All’origine del disturbo del sonno c’è l’eliminazione di un neurotrasmettitore

Per quale motivo alcune persone non riescono a stare sveglie e si addormentano continuamente ovunque siano? Si tratta di un vero e proprio disturbo del sonno chiamato narcolessia, caratterizzato da un desiderio incontenibile di addormentarsi. Finora però non se ne conosceva la causa: una sistematica eliminazione di un neurotrasmettitore (chiamato ipocretina o oressina) ad opera di cellule del sistema immunitario. A scoprirlo è stato un team di ricerca italo-svizzero guidato da studiosi italiani dell’Istituto per la ricerca in Biomedicina presso l’Università della Svizzera italiana di Bellinzona, che hanno collaborato con l’Ospedale universitario di Berna, del Centro per il sonno e l’epilessia – Neurocentro della Svizzera meridionale di Lugano, della Clinica Barmelweid e delle università di Zurigo e Losanna.

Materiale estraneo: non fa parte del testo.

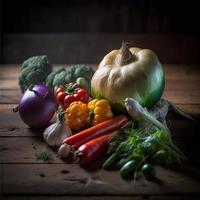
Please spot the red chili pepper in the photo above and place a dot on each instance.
(96, 131)
(92, 150)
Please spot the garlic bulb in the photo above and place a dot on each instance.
(56, 133)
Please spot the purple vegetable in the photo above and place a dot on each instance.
(37, 106)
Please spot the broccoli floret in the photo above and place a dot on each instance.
(70, 74)
(51, 77)
(34, 71)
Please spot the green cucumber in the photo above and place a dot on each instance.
(128, 169)
(111, 162)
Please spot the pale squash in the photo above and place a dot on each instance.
(129, 72)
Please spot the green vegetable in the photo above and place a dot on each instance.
(51, 76)
(144, 144)
(122, 162)
(161, 156)
(137, 112)
(128, 169)
(70, 74)
(148, 171)
(34, 71)
(111, 162)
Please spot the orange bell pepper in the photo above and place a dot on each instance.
(100, 111)
(76, 115)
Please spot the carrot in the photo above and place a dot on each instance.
(98, 130)
(92, 150)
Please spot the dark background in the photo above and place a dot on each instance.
(83, 31)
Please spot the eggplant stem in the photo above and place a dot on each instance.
(16, 109)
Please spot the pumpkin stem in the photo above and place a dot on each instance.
(126, 56)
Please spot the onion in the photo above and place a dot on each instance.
(37, 106)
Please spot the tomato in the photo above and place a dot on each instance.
(60, 89)
(66, 94)
(68, 99)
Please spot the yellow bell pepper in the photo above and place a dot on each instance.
(77, 115)
(100, 111)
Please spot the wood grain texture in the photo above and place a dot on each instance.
(71, 179)
(104, 197)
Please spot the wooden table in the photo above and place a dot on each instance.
(24, 177)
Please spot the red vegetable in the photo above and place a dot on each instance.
(37, 106)
(92, 150)
(98, 130)
(66, 94)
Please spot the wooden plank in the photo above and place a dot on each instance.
(64, 179)
(165, 46)
(25, 150)
(1, 30)
(183, 97)
(107, 197)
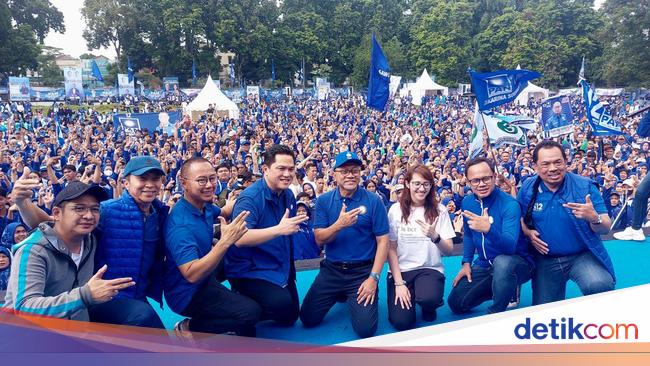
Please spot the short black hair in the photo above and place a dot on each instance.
(273, 151)
(548, 144)
(479, 160)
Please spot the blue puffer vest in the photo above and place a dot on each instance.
(575, 189)
(121, 245)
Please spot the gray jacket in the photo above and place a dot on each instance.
(45, 280)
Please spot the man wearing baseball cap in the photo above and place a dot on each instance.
(59, 255)
(130, 241)
(353, 223)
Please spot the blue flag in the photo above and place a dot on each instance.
(499, 87)
(129, 69)
(193, 72)
(96, 73)
(599, 117)
(379, 80)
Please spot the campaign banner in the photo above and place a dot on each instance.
(41, 93)
(124, 86)
(253, 91)
(170, 85)
(73, 83)
(130, 123)
(19, 89)
(557, 117)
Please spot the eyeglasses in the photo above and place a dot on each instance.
(345, 172)
(484, 180)
(202, 181)
(81, 210)
(417, 185)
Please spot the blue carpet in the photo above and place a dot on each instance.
(631, 261)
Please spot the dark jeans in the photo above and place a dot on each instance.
(216, 309)
(126, 311)
(332, 284)
(640, 204)
(426, 286)
(498, 282)
(280, 304)
(552, 274)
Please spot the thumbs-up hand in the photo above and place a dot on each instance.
(478, 223)
(105, 290)
(22, 190)
(347, 218)
(584, 211)
(290, 225)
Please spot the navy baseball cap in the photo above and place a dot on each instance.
(347, 157)
(77, 189)
(140, 165)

Coordinati dai professori Claudio Bassetti e Federica Sallusto, i ricercatori hanno analizzato il sangue e il liquido cerebrospinale di 19 pazienti affetti da narcolessia, individuando le prove del meccanismo che provoca la patologia. Il meccanismo è semplice: le cellule T (linfociti T) del sistema immunitario riconoscono come dannosa l’ipocretina, un messaggero chimico legato alla regolazione del ciclo sonno-veglia e all’appetito, e uccidono/alterano direttamente o indirettamente (attraverso un processo infiammatorio) i neuroni che la producono. L’eliminazione di questa sostanza determina un’incontrollabile sonnolenza diurna, un vero e proprio crollo del tono muscolare in presenza di emozioni, allucinazioni e la cosiddetta paralisi del sonno.

Linfociti autoreattivi

“Grazie all’impiego di nuovi metodi sperimentali siamo riusciti a identificare i linfociti T specifici per l’ipocretina quali responsabili di questa malattia”, ha dichiarato all’ANSA la professoressa Federica Sallusto, che lavora presso la Facoltà di Scienze biomediche dell’ateneo di Bellinzona e all’Istituto di microbiologia dell’ETH di Zurigo. “Questi linfociti autoreattivi – ha aggiunto la ricercatrice italiana – possono causare un’infiammazione che porta al danno neuronale o addirittura uccidere i neuroni che producono l’ipocretina”. La scoperta di questi meccanismi biologici potrebbe portare a nuove terapie per prevenire la progressione della narcolessia, bloccandoli nelle prime fasi, come suggerito dalla Sallusto.